Unfortunately, is not easy to evaluate how often AI hallucinates. One metric proposed by Rashkin and her colleagues is called “Attributable to Identified Sources”. They formulate it as follows: A standalone proposition X (that is, a sentence that can be interpreted without context) is attributable to parts of some underlying corpus iff a generic hearer will, with a chosen level of confidence, affirm the following statement: “According to these corpus parts, the proposition X holds”. Obviously, getting human evaluations is very time-consuming. Another problem is that even human annotators sometimes disagree about whether a sentence is attributable to the source or not.

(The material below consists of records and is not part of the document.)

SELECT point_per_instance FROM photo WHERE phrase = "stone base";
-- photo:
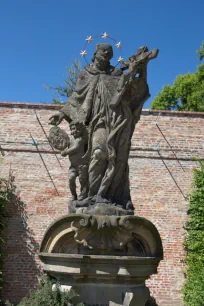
(106, 259)
(111, 295)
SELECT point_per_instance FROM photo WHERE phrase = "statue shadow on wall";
(20, 269)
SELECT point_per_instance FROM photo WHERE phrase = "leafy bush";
(194, 243)
(6, 190)
(45, 296)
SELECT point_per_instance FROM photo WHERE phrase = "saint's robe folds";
(110, 128)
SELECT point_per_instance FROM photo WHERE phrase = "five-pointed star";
(83, 53)
(118, 45)
(120, 59)
(89, 39)
(104, 35)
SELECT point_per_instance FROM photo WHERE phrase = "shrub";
(45, 296)
(7, 188)
(194, 243)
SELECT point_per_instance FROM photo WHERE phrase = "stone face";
(160, 201)
(106, 104)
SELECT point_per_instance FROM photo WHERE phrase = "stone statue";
(108, 102)
(101, 249)
(79, 165)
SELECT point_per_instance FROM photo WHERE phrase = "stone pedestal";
(106, 259)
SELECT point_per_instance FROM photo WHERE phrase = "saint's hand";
(56, 119)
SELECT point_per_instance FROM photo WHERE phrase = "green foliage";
(45, 296)
(186, 93)
(201, 51)
(63, 92)
(194, 243)
(6, 190)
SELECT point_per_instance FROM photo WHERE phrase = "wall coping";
(31, 105)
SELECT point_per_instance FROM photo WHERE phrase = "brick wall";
(160, 181)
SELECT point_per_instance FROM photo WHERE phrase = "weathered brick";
(159, 182)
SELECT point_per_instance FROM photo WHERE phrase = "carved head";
(58, 138)
(104, 52)
(76, 129)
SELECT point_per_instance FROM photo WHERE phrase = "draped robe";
(110, 128)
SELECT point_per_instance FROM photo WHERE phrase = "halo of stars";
(104, 36)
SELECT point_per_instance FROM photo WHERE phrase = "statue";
(100, 245)
(107, 101)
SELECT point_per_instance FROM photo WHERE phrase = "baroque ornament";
(104, 36)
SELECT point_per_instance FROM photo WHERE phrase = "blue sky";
(40, 38)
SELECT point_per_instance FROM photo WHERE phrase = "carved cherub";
(79, 165)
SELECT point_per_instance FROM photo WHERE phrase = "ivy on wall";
(7, 189)
(194, 243)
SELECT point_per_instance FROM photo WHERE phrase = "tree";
(194, 243)
(61, 93)
(186, 93)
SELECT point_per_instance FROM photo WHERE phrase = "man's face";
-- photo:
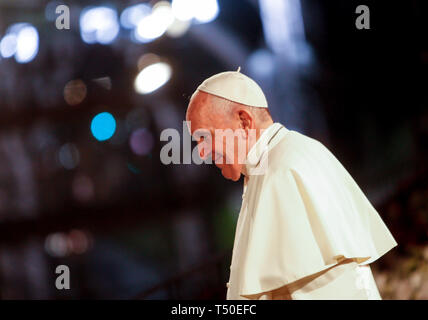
(218, 135)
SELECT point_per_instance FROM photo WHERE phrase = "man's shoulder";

What can we do? In the ideal world, every answer produced by AI should have labels that reflect its faithfulness and potential bias in the data. The media should regularly inform people about the errors and shortcomings of AI, rather than cheer its latest advances and gimmicks. It might also be a good idea to drop the term Artificial Intelligence and speak instead about Imitated, or Simulated Intelligence, in order to highlight the fact that the models are taught to imitate humans’ behaviour, not to think in a human-like way. In my view, this understanding is crucial if we want to maintain a healthy relationship with the technology.
2 thoughts on “When AI hallucinates”
Excellent commentary on the nature of hallucinations by “simulated intelligence”. To go beyond identifying the problem towards fixing it. it may be necessary to build populations of agents that have “lifelong” reputations for trust, or lack thereof. An agent that can survive with its trust ratings intact (above a certain threshold) is the one we want to hear from.
That’s a beautiful idea! Competing agents sound great! I really hope that the big tech will be interested in such experiments (or forced by the society). Unfortunately, ordinary researchers no longer have resources for state-of-the-art language models, with only a couple of exceptions like BLOOM.